Day 29 A Mixed Bag of Emotions (Tuesday 13th of July)

Last night while I was not sleeping, Baltimore Oriole Trey Mancini came in second place in the annual Home Run Derby.  Last year Trey was diagnosed with colon cancer and beat it.

When the long night was over, we crawled out of bed, ate breakfast, and drove back to the hospital in Oslo.  I knew it was going to be a big day of tests ending in start of my second round of chemo.  We sent May home, so she didn’t have to suffer through the battery of tests and waiting.

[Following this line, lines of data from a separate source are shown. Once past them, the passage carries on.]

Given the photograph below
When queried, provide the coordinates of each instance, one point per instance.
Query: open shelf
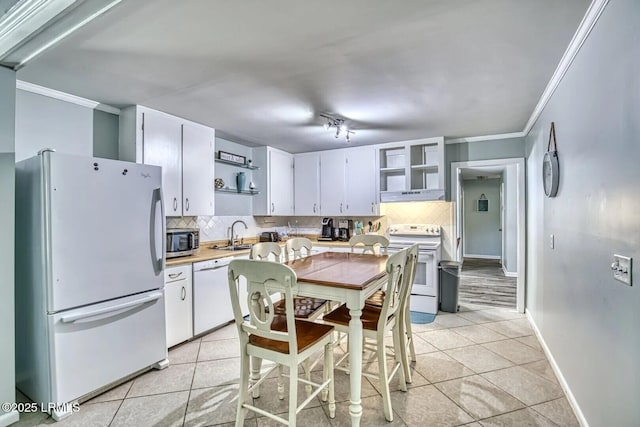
(234, 191)
(239, 165)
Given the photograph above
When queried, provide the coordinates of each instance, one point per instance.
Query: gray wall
(588, 320)
(510, 224)
(481, 234)
(7, 219)
(43, 122)
(481, 150)
(105, 135)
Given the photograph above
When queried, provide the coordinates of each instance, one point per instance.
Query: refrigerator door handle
(129, 304)
(158, 260)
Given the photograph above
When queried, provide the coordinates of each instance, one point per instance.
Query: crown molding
(584, 29)
(63, 96)
(484, 138)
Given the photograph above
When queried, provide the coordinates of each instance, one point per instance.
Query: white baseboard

I took my tests, including a covid test which kept me locked in my room for most of the day.  After waiting for several hours, the doctor came in and told me that the first round had gone exceptionally well.  We knew that from before, but a week on when they checked the results things are even better. The cancer cells in my marrow are down to 1.5%, the doctors were hoping for below 5%.  The other things they check were almost back to normal levels after a week of being home and marathon eating (still didn’t gain any weight)  Those normal levels will soon be wiped out by round two, but its good to know that my body is responding well to both the treatment and the recovery.

In the afternoon a dermatologist came by to look at my moles (this is part of a larger project before I even got cancer) He went over me with his loupe and couldn’t find anything suspicious. I am sure that this news delighted May as my mole have been a major area of worry for her over the years.

I found out about seven-thirty that I did not have covid and was then free to wander the halls. The only other news is that with this new treatment I need to start taking eye drops four times a day.  Its not that easy but luckily the nurses are willing to set them in for me. 

On the bright side

I’m so glad I have so many people on my side praying for me or cheering me on.  It sure makes this journey less lonely.